For some the start at a new school was very daunting. Five-year-old Jayde Gould fought back the tears as mum Tracy kissed her goodbye.

"She has been looking forward to coming here, but last night the nerves took hold and she was crying about it, but she'll be fine," said Mrs Gould.

Headteacher Sue Lines and her staff were on duty in the playground to show their young charges around the school.

But some couldn't resist a look back. "It's all right, but I miss Raeburn infants," said seven-year-old Dean Summers as he ran off into school.

Elsewhere teachers at some Suffolk schools were left sitting in staff rooms today as the Criminal Records Bureau continues to plough through its backlog of checks.

However new guidance from the government means the county will have almost a full complement of teaching staff in the classroom when term starts.
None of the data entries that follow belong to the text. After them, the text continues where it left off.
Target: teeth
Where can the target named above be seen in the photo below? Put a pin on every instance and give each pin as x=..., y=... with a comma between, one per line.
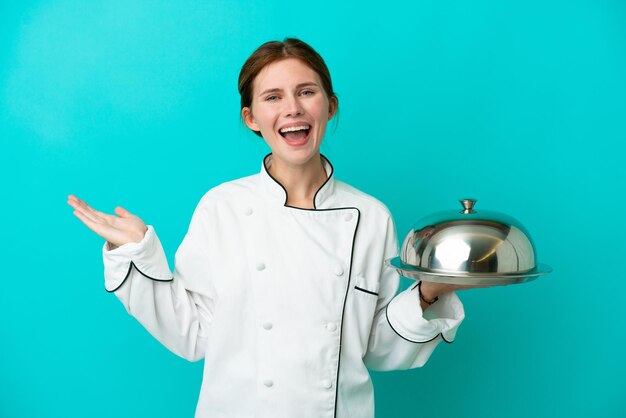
x=294, y=128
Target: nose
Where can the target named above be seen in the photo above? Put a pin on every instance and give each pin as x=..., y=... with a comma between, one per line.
x=293, y=107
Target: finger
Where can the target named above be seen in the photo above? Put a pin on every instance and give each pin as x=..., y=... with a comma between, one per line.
x=122, y=213
x=87, y=221
x=87, y=213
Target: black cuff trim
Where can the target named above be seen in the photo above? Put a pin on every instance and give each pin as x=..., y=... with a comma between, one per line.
x=366, y=291
x=410, y=340
x=130, y=268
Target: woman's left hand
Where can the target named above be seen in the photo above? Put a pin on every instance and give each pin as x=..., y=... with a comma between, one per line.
x=431, y=291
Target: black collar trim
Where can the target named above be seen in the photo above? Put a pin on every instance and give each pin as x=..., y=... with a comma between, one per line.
x=328, y=177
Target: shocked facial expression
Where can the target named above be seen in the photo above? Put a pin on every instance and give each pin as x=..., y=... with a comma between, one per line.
x=291, y=110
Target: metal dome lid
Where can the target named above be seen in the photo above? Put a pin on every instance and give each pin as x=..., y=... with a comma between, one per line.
x=469, y=247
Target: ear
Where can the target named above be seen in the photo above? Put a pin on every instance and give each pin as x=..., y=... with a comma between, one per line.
x=248, y=119
x=333, y=104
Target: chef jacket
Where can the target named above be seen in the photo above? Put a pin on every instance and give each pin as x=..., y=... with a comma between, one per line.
x=288, y=307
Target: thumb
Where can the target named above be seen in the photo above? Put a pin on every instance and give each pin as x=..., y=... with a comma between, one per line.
x=122, y=213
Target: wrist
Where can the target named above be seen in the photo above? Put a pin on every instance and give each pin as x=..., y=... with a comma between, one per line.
x=426, y=293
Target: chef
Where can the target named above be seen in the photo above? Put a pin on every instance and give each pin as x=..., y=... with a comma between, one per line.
x=280, y=283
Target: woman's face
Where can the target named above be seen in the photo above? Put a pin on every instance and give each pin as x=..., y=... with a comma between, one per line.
x=291, y=109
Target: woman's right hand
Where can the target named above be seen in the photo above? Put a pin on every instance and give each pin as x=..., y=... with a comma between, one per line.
x=117, y=230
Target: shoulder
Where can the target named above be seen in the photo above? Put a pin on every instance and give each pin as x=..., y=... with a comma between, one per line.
x=231, y=192
x=351, y=196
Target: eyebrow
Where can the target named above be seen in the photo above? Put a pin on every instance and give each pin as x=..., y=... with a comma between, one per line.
x=299, y=86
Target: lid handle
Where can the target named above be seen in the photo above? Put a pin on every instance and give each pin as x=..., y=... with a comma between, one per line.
x=468, y=205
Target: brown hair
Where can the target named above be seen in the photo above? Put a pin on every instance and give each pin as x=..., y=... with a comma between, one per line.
x=274, y=51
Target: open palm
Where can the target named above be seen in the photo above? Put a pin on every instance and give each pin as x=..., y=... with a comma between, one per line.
x=117, y=230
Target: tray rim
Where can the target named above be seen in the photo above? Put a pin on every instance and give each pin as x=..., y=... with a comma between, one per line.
x=415, y=273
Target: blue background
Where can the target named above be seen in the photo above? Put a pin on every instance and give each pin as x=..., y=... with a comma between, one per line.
x=521, y=104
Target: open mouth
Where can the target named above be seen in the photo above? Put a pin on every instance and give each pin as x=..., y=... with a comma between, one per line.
x=296, y=134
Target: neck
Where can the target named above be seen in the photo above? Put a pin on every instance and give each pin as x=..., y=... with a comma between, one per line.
x=300, y=181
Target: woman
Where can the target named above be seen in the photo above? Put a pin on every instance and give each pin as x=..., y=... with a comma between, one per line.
x=280, y=283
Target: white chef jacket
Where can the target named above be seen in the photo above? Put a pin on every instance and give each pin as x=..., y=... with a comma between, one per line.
x=288, y=307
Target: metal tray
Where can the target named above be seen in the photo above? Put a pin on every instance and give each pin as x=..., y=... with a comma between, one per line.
x=469, y=279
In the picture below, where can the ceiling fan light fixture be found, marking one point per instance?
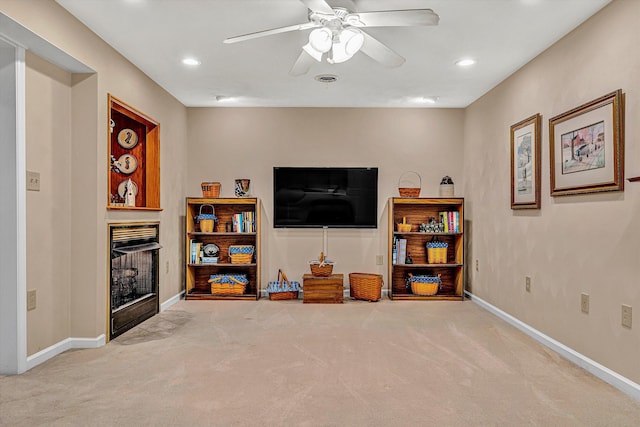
(355, 40)
(345, 45)
(321, 39)
(317, 55)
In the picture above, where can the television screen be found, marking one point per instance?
(334, 197)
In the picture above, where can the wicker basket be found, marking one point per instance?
(210, 189)
(241, 254)
(228, 284)
(365, 286)
(425, 285)
(323, 270)
(406, 191)
(437, 252)
(283, 289)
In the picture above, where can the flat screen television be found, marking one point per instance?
(319, 197)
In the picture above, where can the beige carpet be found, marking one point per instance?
(284, 363)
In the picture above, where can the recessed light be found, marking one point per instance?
(465, 62)
(223, 98)
(191, 61)
(326, 78)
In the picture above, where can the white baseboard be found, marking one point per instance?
(62, 346)
(174, 299)
(605, 374)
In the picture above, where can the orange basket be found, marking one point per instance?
(409, 191)
(365, 286)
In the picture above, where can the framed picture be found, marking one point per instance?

Now anyone who has already been checked in the past, like newly-qualified teachers, and those moving between education authorities who have been recently checked through the previous checking system, will be able to work in schools whilst their CRB check is updated.

Suffolk still has 534 outstanding checks on members of school staff. This includes 277 who are deemed to be priorities for checking – teachers and classroom assistants.

Some of these are newly qualified teachers, who, following guidance from the Department for Education and Skills, will be able to work in the classroom while CRB checks are completed.

A council spokesman said: "The small number of staff who are not able to be in a classroom will be in school undertaking planning and preparation work, but will not have direct contact with children."

There have been some difficulties in providing classroom support assistants for children with very specific special education needs. But they can attend school as normal today.

David Thornton, deputy director of education said: "We have been helping schools to operate within the DfES guidance to ensure that those people who can legitimately work with children are able to do so, and that those who cannot are clearly identified and given other work."